Tanks Can’t Meet Cetaceans’ Needs
The new research indicates that no tank, regardless of its size, can fully meet the complex needs of dolphins, whales, and other cetaceans. These animals are built for the open ocean, where they can swim vast distances, dive deep, and spend hours hunting and exploring. At marine parks, these animals have little to do but circle the same concrete enclosure day after day. Tanks are designed for human viewing—not for the animals’ well-being. Foraging, one of their most natural and enriching behaviors, is replaced with handouts of thawed fish on a schedule entirely controlled by humans.
No Freedom or Choice
In their ocean homes, cetaceans form lifelong bonds, choose their companions, and can swim away from conflict when needed. Marine parks force them into artificial groupings, and the animals can’t escape when aggression or tension arises. Even reproduction is controlled by humans—there’s no opportunity to choose their mates or decide when and with whom to breed. The result is social stress and frustration that no enrichment program can fix.
Although SeaWorld ended its sordid orca-breeding program following a persistent PETA campaign, the company still uses other whales and dolphins as breeding machines, creating more generations of animals to exploit.
Marine Park Captivity Takes a Physical and Psychological Toll
The study highlights what decades of evidence have already proven: Confinement damages cetaceans’ brains, behavior, and physical health. They often suffer from stress-related illnesses, dental injuries from chewing and jaw-popping on hard tank surfaces, and premature deaths. Many self-harm and repetitively regurgitate and re-ingest food as a response to severe boredom, stress, and social isolation or instability. Concrete pools bear no resemblance to the rich, ever-changing ocean world these animals evolved to navigate with their powerful sonar abilities and complex social intelligence.

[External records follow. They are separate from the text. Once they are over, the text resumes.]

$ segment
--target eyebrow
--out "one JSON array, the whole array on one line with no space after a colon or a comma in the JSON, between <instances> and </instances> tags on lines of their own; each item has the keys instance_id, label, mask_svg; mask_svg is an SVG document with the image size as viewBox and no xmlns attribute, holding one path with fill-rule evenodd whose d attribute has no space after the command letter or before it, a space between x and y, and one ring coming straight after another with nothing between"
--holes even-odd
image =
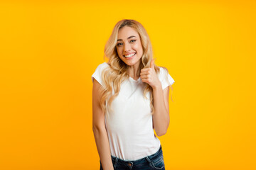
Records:
<instances>
[{"instance_id":1,"label":"eyebrow","mask_svg":"<svg viewBox=\"0 0 256 170\"><path fill-rule=\"evenodd\" d=\"M130 39L130 38L134 38L134 37L136 38L134 35L129 36L129 38L127 38L127 40L128 40L128 39ZM117 41L120 41L120 40L122 40L122 39L118 39L118 40L117 40Z\"/></svg>"}]
</instances>

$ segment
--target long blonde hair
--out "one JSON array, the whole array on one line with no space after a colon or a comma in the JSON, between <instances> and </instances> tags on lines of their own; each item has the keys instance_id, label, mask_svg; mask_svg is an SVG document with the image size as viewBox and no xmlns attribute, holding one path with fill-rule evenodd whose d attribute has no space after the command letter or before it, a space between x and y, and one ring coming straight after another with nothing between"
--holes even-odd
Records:
<instances>
[{"instance_id":1,"label":"long blonde hair","mask_svg":"<svg viewBox=\"0 0 256 170\"><path fill-rule=\"evenodd\" d=\"M110 67L105 69L102 74L102 79L103 83L105 84L105 88L101 88L102 98L100 101L100 107L105 112L107 111L106 101L107 101L107 108L111 109L111 103L113 100L118 96L120 91L121 83L124 80L129 79L129 74L127 71L128 66L119 57L117 52L117 42L118 31L124 26L129 26L134 28L139 35L141 38L143 54L140 59L140 64L138 69L137 75L139 75L140 70L143 68L149 68L150 62L153 60L152 47L149 40L149 36L147 34L143 26L135 20L124 19L119 21L114 26L112 33L106 42L105 46L104 54L105 57L109 59L108 64ZM166 69L165 67L163 67ZM154 65L156 73L159 73L160 69L159 67ZM168 70L167 70L168 72ZM153 105L153 89L151 86L145 83L144 89L144 97L146 98L146 94L150 93L150 107L151 108L151 115L154 113ZM114 89L114 94L112 94L112 88Z\"/></svg>"}]
</instances>

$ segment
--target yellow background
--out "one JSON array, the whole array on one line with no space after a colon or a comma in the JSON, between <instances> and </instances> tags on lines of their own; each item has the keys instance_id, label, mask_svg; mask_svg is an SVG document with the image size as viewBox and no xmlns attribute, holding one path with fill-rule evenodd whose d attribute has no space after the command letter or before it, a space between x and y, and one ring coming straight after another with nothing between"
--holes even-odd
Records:
<instances>
[{"instance_id":1,"label":"yellow background","mask_svg":"<svg viewBox=\"0 0 256 170\"><path fill-rule=\"evenodd\" d=\"M35 1L0 2L0 169L100 169L91 75L124 18L176 81L166 169L256 169L255 1Z\"/></svg>"}]
</instances>

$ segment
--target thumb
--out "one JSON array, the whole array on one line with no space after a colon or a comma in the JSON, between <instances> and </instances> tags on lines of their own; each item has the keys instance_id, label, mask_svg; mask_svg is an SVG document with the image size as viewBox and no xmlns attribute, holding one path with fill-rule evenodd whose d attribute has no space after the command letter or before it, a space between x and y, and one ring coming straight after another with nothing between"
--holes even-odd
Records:
<instances>
[{"instance_id":1,"label":"thumb","mask_svg":"<svg viewBox=\"0 0 256 170\"><path fill-rule=\"evenodd\" d=\"M150 62L150 68L154 69L154 61L156 60L156 59L153 59L151 62Z\"/></svg>"}]
</instances>

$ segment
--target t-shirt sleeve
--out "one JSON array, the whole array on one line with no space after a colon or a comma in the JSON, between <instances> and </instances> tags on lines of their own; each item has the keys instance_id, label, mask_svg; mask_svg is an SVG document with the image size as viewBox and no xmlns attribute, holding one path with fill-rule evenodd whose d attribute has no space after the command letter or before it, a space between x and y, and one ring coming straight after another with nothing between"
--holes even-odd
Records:
<instances>
[{"instance_id":1,"label":"t-shirt sleeve","mask_svg":"<svg viewBox=\"0 0 256 170\"><path fill-rule=\"evenodd\" d=\"M107 69L109 65L106 62L100 64L100 65L98 65L98 67L97 67L95 72L92 75L92 83L94 79L95 79L103 87L105 87L102 79L102 74L104 69Z\"/></svg>"},{"instance_id":2,"label":"t-shirt sleeve","mask_svg":"<svg viewBox=\"0 0 256 170\"><path fill-rule=\"evenodd\" d=\"M162 89L164 89L167 86L172 85L175 81L169 74L168 71L160 67L159 80L161 83Z\"/></svg>"}]
</instances>

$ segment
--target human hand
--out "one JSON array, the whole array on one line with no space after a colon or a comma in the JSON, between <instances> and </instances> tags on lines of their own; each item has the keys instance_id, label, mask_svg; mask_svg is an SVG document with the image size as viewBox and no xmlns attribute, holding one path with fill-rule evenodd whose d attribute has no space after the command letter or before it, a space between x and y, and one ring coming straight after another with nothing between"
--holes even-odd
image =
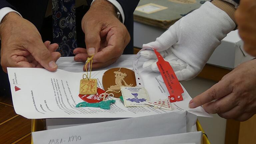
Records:
<instances>
[{"instance_id":1,"label":"human hand","mask_svg":"<svg viewBox=\"0 0 256 144\"><path fill-rule=\"evenodd\" d=\"M220 41L235 27L226 13L207 2L143 47L151 47L160 52L179 80L187 80L199 74ZM159 72L154 51L140 53L150 59L144 63L143 68ZM161 79L160 76L158 78Z\"/></svg>"},{"instance_id":2,"label":"human hand","mask_svg":"<svg viewBox=\"0 0 256 144\"><path fill-rule=\"evenodd\" d=\"M240 64L209 89L189 102L207 112L239 121L256 113L256 60ZM215 101L212 101L216 100Z\"/></svg>"},{"instance_id":3,"label":"human hand","mask_svg":"<svg viewBox=\"0 0 256 144\"><path fill-rule=\"evenodd\" d=\"M244 42L244 49L256 56L256 0L241 0L235 13L239 34Z\"/></svg>"},{"instance_id":4,"label":"human hand","mask_svg":"<svg viewBox=\"0 0 256 144\"><path fill-rule=\"evenodd\" d=\"M57 44L43 42L40 34L32 23L16 13L7 14L0 25L1 63L7 67L44 67L50 71L58 67L55 62L60 54L55 52Z\"/></svg>"},{"instance_id":5,"label":"human hand","mask_svg":"<svg viewBox=\"0 0 256 144\"><path fill-rule=\"evenodd\" d=\"M76 54L74 60L85 62L94 54L93 69L114 63L130 42L129 33L117 18L114 6L106 0L97 0L93 3L83 18L82 27L87 49L74 50Z\"/></svg>"}]
</instances>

The Solution: Seaside Sanctuaries
No animal is suited to life in a marine park tank—period. True progress means moving away from these abusement parks altogether and transitioning these animals to seaside sanctuaries, where they can live in a more natural, spacious, and stimulating environment—an environment where they can still receive human care, but be free from exploitation. True sanctuaries offer cetaceans the chance to feel ocean currents, engage in more natural behaviors, and live out their lives with dignity. It’s time to empty the tanks and send the orcas, other dolphins, and whales to their ocean homes, where they belong.